On June 25 2015 the US Supreme Court upheld a decision that the Fair Housing Act includes disparate impact claims.
In Texas Department of Housing and Community Affairs v Inclusive Communities Project, Inc the Supreme Court extended the scope of claims under the Fair Housing Act to consider more than discriminatory intent. By allowing disparate impact claims to be made, a plaintiff can demonstrate a violation of the act by establishing discriminatory effects of a policy rather than proving that a policy is motivated by discriminatory intent. Disparate impact claims typically invite statistical evidence into the courtroom to demonstrate objective, disproportionate impacts on a protected class.

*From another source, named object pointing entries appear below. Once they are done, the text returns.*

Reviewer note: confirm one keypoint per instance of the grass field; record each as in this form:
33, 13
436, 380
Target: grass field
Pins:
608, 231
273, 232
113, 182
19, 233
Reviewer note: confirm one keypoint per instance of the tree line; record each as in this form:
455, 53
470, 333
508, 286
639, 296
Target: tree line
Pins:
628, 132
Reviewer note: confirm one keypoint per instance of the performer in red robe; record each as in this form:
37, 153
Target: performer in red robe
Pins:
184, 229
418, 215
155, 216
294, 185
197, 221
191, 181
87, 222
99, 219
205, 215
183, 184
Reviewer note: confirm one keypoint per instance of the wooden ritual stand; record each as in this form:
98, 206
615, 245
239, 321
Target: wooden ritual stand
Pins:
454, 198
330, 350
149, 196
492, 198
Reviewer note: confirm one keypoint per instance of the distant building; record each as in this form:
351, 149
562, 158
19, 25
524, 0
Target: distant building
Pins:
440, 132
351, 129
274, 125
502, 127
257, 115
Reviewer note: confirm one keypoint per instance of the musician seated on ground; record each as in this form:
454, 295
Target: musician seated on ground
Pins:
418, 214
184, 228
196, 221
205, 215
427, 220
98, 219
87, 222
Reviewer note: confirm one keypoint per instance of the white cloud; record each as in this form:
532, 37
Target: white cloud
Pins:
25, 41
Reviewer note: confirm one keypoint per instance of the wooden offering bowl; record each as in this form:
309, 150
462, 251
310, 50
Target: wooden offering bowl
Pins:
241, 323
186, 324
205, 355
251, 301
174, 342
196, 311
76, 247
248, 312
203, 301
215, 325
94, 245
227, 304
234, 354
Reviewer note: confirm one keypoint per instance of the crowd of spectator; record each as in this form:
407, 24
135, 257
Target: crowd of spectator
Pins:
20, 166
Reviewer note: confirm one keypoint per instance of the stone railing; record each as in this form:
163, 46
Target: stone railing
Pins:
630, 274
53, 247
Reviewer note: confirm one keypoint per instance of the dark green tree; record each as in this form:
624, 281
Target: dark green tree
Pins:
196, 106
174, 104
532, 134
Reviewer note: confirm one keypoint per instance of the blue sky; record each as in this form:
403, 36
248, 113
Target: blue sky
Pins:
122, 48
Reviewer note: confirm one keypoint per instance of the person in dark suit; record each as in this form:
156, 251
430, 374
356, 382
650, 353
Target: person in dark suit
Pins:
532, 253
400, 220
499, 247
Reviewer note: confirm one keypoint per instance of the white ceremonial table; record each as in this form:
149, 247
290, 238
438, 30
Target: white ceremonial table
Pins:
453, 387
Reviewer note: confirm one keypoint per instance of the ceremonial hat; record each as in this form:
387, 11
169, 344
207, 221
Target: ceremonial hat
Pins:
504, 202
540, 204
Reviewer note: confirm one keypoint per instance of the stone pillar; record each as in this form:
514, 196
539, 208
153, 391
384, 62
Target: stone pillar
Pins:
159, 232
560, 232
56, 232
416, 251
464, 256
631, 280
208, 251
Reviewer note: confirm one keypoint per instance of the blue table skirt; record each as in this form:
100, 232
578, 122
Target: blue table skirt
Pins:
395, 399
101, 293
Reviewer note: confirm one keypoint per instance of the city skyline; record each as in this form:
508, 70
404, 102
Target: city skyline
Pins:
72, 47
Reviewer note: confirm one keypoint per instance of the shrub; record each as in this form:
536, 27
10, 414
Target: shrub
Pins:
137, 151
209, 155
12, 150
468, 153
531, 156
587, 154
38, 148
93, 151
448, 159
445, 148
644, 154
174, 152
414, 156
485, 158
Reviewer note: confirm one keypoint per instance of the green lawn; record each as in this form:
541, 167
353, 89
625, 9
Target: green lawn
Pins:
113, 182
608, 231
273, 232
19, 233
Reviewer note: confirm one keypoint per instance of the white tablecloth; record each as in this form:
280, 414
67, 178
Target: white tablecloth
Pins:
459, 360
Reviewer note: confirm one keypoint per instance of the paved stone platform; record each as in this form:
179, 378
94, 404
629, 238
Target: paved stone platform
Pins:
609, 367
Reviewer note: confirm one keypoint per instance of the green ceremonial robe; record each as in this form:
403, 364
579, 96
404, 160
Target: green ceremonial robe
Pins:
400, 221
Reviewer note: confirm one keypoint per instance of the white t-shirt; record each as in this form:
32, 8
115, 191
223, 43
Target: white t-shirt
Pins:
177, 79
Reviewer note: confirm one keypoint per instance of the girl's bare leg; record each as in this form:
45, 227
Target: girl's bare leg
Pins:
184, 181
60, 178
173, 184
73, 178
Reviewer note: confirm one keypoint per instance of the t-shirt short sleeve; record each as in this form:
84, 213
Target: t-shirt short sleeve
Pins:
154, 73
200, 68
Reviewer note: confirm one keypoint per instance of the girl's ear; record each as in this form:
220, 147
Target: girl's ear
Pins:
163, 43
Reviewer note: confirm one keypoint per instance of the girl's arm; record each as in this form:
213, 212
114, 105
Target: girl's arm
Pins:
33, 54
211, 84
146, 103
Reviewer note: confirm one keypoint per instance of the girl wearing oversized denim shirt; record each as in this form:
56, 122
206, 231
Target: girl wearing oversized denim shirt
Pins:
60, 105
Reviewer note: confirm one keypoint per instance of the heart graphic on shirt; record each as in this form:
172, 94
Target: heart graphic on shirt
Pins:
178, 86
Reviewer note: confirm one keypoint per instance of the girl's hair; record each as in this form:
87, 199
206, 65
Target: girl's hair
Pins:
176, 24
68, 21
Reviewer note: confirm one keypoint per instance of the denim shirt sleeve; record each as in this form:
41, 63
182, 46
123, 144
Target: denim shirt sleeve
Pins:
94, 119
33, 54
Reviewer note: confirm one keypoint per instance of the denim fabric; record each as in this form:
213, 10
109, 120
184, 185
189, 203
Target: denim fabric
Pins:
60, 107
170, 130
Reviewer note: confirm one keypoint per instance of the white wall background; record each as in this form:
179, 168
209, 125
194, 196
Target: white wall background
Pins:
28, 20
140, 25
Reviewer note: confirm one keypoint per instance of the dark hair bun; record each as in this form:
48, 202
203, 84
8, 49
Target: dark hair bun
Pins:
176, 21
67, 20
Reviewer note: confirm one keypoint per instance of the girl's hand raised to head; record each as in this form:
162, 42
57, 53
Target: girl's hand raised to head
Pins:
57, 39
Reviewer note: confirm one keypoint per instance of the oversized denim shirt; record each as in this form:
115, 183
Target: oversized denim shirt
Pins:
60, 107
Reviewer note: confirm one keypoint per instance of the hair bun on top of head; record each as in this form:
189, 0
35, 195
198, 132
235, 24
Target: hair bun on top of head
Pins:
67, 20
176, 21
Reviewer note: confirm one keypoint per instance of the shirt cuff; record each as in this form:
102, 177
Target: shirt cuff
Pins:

The case arose out of a claim that the Texas Department of Housing and Community Affairs disproportionately allocated low-income housing tax credits to housing in predominantly African-American inner-city communities. The US District Court for the Northern District of Texas concluded that the plaintiff had shown disparate impact based on two key statistics. First, from 1999 to 2008, 49.7% of proposed non-elderly units were approved in areas with a Caucasian population of less than 10%, but only 37.4% were approved in areas with a Caucasian population of more than 90%. In addition, the district court found that approximately 92% of low-income tax credit units in Dallas were located in areas with a Caucasian population of less than 50%. Combined, these statistics were sufficient to require proof by the department that a less-discriminatory alternative could not achieve the same legitimate interests. Unconvinced by the department's argument, the district court issued a remedial order in favour of the plaintiff.
Supreme Court decision
The Supreme Court upheld the district court's decision that disparate impact claims are valid under the act on multiple grounds, including the statutory language, the purpose of the statute and Congress's acceptance of disparate impact claims under the act. In finding that disparate impact claims are consistent with the language of the statute, the Supreme Court relied on the phrase "otherwise make unavailable" in Section 804(a) of the act to suggest that consequences of, in addition to the intent behind, actions should be considered. In addition, the Supreme Court discussed the societal goal of the act to promote integration as the justification for including disparate impact claims. Finally, the Supreme Court stated that substantial precedent supported the conclusion that the act includes claims of disparate impact and congressional amendments to the act presuppose disparate impact claims.
However, the Supreme Court limited the scope of these claims due to their practical implications. Practical implications affect developers seeking to expand development efforts and housing authorities seeking to reduce their exposure to disparate impact claims. The availability of disparate impact claims give proponents of affordable housing another tool in their legal toolkit to challenge restrictions on development. As a result, public housing authorities and governmental offices will need to demonstrate that policies with discriminatory effects are made by prioritising valid interests rather than perpetuating segregation.
Disparate impact claims may not be viable if the defendant considered a reasonable factor other than race in its decision-making process. Furthermore, there must be a "robust" causal relationship between the policy in question and the subsequent disparate impact. For example, a real estate appraiser who takes into account a neighbourhood's school is unlikely susceptible to a disparate impact claim despite statistics demonstrating disproportionate home values because homeowners have a legitimate interest in valuing neighbourhood schools. This limitation serves to balance the interest of decision makers while seeking to protect developers from unlawful zoning laws and other housing restrictions that function to exclude groups from certain neighbourhoods without sufficient justification.